I saw his flight log book. The entry signed off by his CO - in red - stated 'Gross incompetence'.
He was quite proud of that! :laugh:
 

Drago

Flouncing Nobber
Location
Poshshire
And please don't forget those in more recent times who have worn their uniform for their country, particularly those who have been maimed or killed protecting our sovereign territory and our way of life.
 

Accy cyclist

Legendary Member
If these heroes were still alive now, they'd probably ask 'What was the point?':sad:
Lots say and think that! What was it all for,looking at how Britain has turned out. Still they didn't have a crystal ball and only knew what they were told,unlike people these days. That goes for both sets of pilots in the Battle of Britain,not just 'our lot'.
 
I seem to be in a minority: My Grandad on my fathers side worked on the railways and spent the war in the west Midlands, not an easy option when on the back of ammunition and coal trains and shunting in blackouts during air raids.

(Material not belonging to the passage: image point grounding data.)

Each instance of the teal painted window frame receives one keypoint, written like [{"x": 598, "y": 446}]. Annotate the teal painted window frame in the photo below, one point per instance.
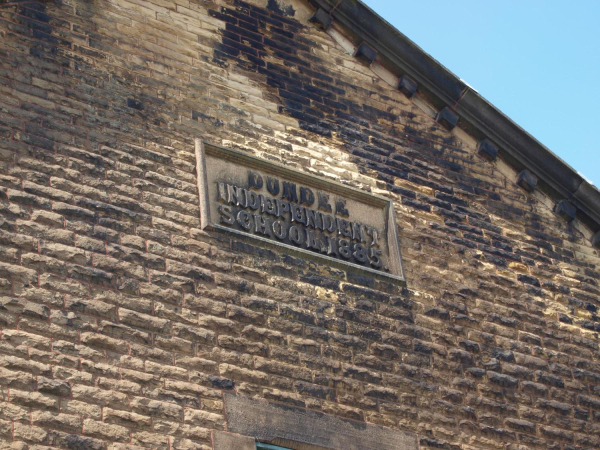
[{"x": 260, "y": 446}]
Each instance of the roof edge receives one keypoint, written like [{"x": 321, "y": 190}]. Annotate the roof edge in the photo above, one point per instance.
[{"x": 443, "y": 88}]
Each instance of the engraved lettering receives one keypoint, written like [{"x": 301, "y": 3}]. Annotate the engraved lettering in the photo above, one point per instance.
[
  {"x": 289, "y": 192},
  {"x": 340, "y": 208},
  {"x": 279, "y": 229},
  {"x": 236, "y": 195},
  {"x": 324, "y": 202},
  {"x": 344, "y": 227},
  {"x": 261, "y": 225},
  {"x": 244, "y": 218},
  {"x": 273, "y": 186},
  {"x": 296, "y": 235},
  {"x": 313, "y": 219},
  {"x": 255, "y": 180},
  {"x": 306, "y": 196},
  {"x": 226, "y": 215},
  {"x": 297, "y": 213},
  {"x": 253, "y": 200}
]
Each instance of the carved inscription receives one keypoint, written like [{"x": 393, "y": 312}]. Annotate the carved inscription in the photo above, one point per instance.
[
  {"x": 307, "y": 215},
  {"x": 290, "y": 213}
]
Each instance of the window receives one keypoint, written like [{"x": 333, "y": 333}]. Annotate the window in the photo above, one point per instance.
[{"x": 260, "y": 446}]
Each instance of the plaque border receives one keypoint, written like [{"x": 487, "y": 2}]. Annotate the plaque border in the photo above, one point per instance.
[{"x": 204, "y": 148}]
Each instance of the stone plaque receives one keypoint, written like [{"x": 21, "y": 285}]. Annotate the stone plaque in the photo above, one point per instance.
[{"x": 297, "y": 212}]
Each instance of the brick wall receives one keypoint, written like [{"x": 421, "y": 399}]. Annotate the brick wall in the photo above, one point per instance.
[{"x": 123, "y": 324}]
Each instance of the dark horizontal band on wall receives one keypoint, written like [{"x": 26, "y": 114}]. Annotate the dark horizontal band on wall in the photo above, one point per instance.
[{"x": 478, "y": 116}]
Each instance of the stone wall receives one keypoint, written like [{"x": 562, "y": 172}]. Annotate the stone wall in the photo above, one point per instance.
[{"x": 124, "y": 325}]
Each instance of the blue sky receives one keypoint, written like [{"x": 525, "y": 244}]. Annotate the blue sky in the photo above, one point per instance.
[{"x": 537, "y": 61}]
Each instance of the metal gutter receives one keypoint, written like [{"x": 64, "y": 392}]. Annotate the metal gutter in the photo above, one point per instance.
[{"x": 479, "y": 117}]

My Grandfather on the other side, a lifelong pacifist, volunteered for a non combatant role and ended up in the police dog unit in Orkney.

As I'm now married to someone from Japan and living in Germany, I've often felt very grateful for this.
 

Oldhippy

Well-Known Member
My dad's brother was captured in Singapore and spent the war in a prisoner of war camp. He never spoke of it. I lived in Japan for many years and met veterans there too. Horrendous for all involved in any conflict.